Like Vicki Pallister before her, Polly's surname never appeared in any televised episode. "Wright" only came to Polly in stories in other media. The first story to give her the surname was the 1995 novel by Gary Russell, Invasion of the Cat-People, one of the earlier Virgin Missing Adventures. Once BBC Books took back the original novel license from Virgin, it became effectively "house policy" of the BBC Past Doctor Adventures line to call her "Polly Wright", as evidenced by Steve Lyons and Mark Gatiss' use in their 1997 novels The Murder Game and The Roundheads respectively. Prior to this, the name was the subject of speculation.
In the introduction to Invasion of the Cat-People, Gary Russell made his case for the surname, claiming that "Wright" was used in the audition script read by Anneke Wills and others. Indeed, David J. Howe, Mark Stammers and Stephen James Walker unearthed the original audition script for their First Doctor Handbook. It does indeed include the character identifying herself as "Polly Wright" in a telephone conversation with the Doctor. However, the name never made it into the recording of The War Machines. It's unclear why the surname was dropped, but it could have been because a previous companion, Barbara, had the same last name. Had she been called "Polly Wright" in 1966, viewers might well have wondered whether she was related to Barbara, last seen on television just a year earlier.
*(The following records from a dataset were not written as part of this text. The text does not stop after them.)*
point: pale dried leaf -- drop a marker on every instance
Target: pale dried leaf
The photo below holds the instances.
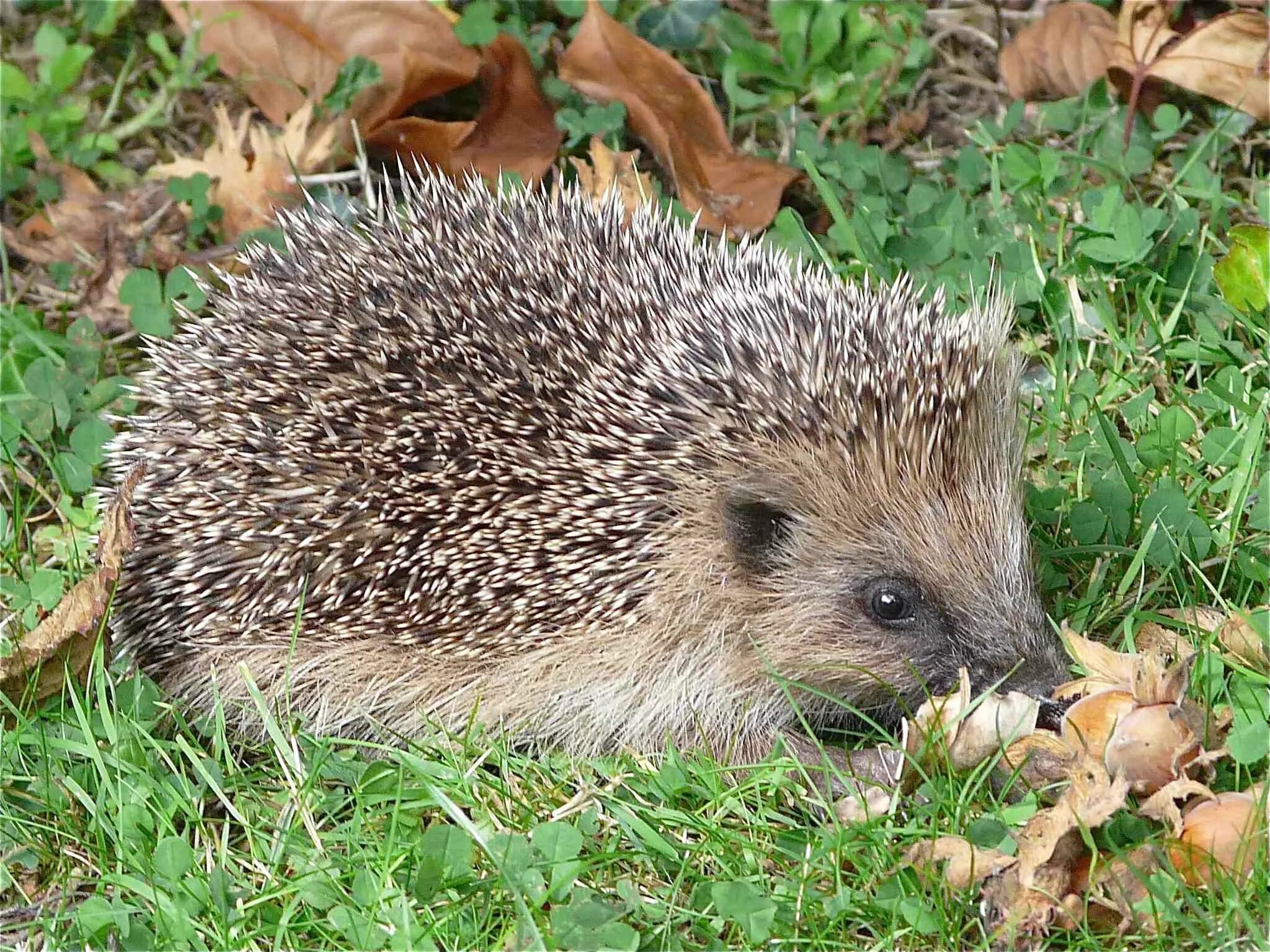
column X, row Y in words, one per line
column 1162, row 805
column 1041, row 759
column 991, row 726
column 1226, row 59
column 1060, row 55
column 610, row 170
column 1090, row 800
column 1121, row 885
column 1100, row 662
column 964, row 863
column 1237, row 637
column 1155, row 682
column 253, row 169
column 515, row 131
column 678, row 120
column 288, row 52
column 65, row 639
column 866, row 804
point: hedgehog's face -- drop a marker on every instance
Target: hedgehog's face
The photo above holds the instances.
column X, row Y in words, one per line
column 877, row 591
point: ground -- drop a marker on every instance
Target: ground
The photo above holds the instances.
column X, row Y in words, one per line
column 123, row 824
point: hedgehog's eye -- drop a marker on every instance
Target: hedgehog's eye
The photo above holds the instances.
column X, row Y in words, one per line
column 893, row 602
column 757, row 531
The matter became more complicated during the early days of organised fandom in the late 1970s, when the surname "Lopez" was applied to the character. This surname was the result of not one but two misunderstandings, both having to do with Episode 2 of The Faceless Ones. As the cliffhanger to Episode 1 suggested, Anneke Wills was not then playing Polly, but a duplicate of her created by the alien Chameleons. At the start of Episode 2, the Doctor asked Anneke Wills's character her name. She replied, "Michele Leuppi from Zurich". This name was later confirmed in the serial's novelisation.
Fans listening to off-air audio recordings of The Faceless Ones Episode 2 transcribed the name as "Lopez" and believed, for reasons obscure, this was the surname of the real Polly. Subsequently this surname was used by Doctor Who non-fiction author Jean-Marc Lofficier in 1992's The Universal Databank, in which he referred to her as "Polly Lopez". In this way, the name "Polly Lopez" came to be used in one of the most prominent Doctor Who reference works at the start of the 1990s.
Then, in a 1993 Myth Makers interview with Nick Briggs, Anneke Wills confided that Polly's surname was actually "Bettingham-Smith". However, in her 2007 autobiography Self-Portrait, Wills changed her mind and said that her character had no surname and was simply "Polly".
These questions have been resolved by the 2009 Big Finish Productions audio story, Resistance. In Resistance, Polly encounters what she believes is her patrilineal uncle, Randolph Wright. The Second Doctor dispenses with the possible relationship to his former companion Barbara by revealing that, in independently deducing Randolph was her uncle, he considered the fact that "Wright was a very common name". Later, it is revealed that "Bettingham-Smith" is actually her mother's maiden name. Finally, she is directly called "Polly Wright" in the play, several times by the Doctor himself.